Higher workload and lower acceptance in automated mode may be construed as follows. Firstly, the drivers were required to pay attention to the traffic conditions and be ready to intervene at all times in automated mode. Secondly, they needed to observe the vehicle’s behaviour to see whether it reacted appropriately in relation to the surroundings, if not to intervene. This process led to immediate actions to ensure safety. Once automation was deactivated, drivers needed to think about conditions required to be met to put the vehicle back into autonomous mode successfully. The processes for monitoring and supervising may have led to an increase in workload, especially frustration and mental demand compared to manual driving. Further, they were not perceived as useful and satisfying as much as manual driving.

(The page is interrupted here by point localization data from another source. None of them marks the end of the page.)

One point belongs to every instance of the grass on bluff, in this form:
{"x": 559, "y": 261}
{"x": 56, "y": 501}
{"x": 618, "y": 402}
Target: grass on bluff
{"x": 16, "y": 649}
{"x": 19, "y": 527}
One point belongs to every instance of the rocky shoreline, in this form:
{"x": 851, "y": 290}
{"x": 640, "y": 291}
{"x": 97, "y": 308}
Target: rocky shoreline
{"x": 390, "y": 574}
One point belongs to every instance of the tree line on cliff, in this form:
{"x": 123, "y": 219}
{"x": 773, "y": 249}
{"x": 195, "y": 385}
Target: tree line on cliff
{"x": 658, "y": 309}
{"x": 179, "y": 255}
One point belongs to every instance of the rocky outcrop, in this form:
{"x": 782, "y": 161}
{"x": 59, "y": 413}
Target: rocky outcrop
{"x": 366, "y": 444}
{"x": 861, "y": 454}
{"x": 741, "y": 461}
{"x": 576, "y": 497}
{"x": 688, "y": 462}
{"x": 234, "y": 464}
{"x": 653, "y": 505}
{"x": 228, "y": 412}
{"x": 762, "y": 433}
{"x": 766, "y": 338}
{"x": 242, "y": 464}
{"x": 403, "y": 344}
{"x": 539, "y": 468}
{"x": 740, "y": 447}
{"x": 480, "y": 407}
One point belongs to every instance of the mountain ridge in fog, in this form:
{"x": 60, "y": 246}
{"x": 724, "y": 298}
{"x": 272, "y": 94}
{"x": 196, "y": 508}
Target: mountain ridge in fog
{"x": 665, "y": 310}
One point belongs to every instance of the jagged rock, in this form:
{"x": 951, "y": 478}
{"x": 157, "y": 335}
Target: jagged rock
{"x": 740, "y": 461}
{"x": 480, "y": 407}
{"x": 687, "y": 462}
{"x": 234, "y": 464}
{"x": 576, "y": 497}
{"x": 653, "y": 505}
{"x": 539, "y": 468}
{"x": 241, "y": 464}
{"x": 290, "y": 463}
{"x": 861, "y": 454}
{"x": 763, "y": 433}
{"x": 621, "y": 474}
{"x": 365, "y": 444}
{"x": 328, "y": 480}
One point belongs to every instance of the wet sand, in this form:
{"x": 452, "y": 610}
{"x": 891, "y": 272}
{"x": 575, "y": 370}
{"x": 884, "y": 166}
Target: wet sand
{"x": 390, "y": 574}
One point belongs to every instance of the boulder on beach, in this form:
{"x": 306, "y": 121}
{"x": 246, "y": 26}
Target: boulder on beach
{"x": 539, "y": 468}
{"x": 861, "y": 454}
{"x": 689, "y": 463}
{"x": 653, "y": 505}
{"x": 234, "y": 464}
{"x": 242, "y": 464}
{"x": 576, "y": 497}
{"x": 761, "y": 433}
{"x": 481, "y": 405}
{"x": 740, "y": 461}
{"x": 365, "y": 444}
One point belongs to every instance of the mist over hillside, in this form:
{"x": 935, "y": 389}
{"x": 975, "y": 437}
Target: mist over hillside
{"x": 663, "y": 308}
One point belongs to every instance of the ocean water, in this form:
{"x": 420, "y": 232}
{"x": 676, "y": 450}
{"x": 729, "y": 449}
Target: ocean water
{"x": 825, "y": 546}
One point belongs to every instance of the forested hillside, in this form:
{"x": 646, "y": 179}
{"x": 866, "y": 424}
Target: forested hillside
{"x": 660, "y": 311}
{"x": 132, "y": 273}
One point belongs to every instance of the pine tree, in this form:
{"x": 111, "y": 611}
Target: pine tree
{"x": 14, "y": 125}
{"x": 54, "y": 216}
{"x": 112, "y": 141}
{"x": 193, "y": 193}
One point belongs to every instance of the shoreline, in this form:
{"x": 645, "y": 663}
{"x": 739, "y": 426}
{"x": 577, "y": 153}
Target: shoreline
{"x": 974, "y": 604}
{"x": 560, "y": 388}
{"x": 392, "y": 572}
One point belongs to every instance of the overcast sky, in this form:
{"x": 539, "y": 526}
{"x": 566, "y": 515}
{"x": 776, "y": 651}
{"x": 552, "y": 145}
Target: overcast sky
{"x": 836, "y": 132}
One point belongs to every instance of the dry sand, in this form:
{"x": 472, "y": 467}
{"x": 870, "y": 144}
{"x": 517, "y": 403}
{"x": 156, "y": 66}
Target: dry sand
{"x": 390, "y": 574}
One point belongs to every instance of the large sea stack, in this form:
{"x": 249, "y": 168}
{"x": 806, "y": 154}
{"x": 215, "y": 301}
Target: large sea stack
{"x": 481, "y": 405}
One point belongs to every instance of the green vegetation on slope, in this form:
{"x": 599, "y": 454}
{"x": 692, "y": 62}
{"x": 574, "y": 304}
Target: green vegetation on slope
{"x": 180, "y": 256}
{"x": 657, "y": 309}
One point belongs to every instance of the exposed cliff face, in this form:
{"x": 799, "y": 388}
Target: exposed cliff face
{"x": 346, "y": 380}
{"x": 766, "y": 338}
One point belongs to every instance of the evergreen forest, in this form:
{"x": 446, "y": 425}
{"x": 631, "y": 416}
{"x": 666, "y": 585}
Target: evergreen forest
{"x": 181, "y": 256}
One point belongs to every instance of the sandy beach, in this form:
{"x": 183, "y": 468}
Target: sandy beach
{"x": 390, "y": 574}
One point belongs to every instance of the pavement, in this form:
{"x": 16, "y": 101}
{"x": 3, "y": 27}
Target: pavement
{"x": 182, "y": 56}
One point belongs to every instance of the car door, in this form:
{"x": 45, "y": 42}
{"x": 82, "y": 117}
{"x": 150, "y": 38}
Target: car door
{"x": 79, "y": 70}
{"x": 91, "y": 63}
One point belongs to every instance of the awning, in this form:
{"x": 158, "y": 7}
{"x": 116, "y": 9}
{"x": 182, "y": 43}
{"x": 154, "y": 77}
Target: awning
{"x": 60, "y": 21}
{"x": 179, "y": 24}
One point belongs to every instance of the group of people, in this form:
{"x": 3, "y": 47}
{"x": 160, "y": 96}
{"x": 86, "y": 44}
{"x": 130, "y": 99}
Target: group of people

Some instances that could have influenced the perceptions were described. They seemed to be related to the issues about awareness of the mode (manual or automated), automation status (activation and the status of ACC and steering assist: targeted vehicles and lane markings), and mental model (vehicles’ behaviour and the intention behind it). The more the systems relied on the driver’s memory, the more the system could be perceived to be demanding. Moreover, if the drivers were not aware of necessary information, the events could have been seen as automation surprise (Stanton, Dunoyer and Leatherland 2011; Sarter, Woods and Billings 1997). It is suggested to enable a clear communication between AV and the driver in relation to mode limitation. The interface needs to be designed to better support to shape the driver’s mental model to narrow the gap between the driver’s expectation and the vehicle’s behaviour and the information conveyed through the interfaces.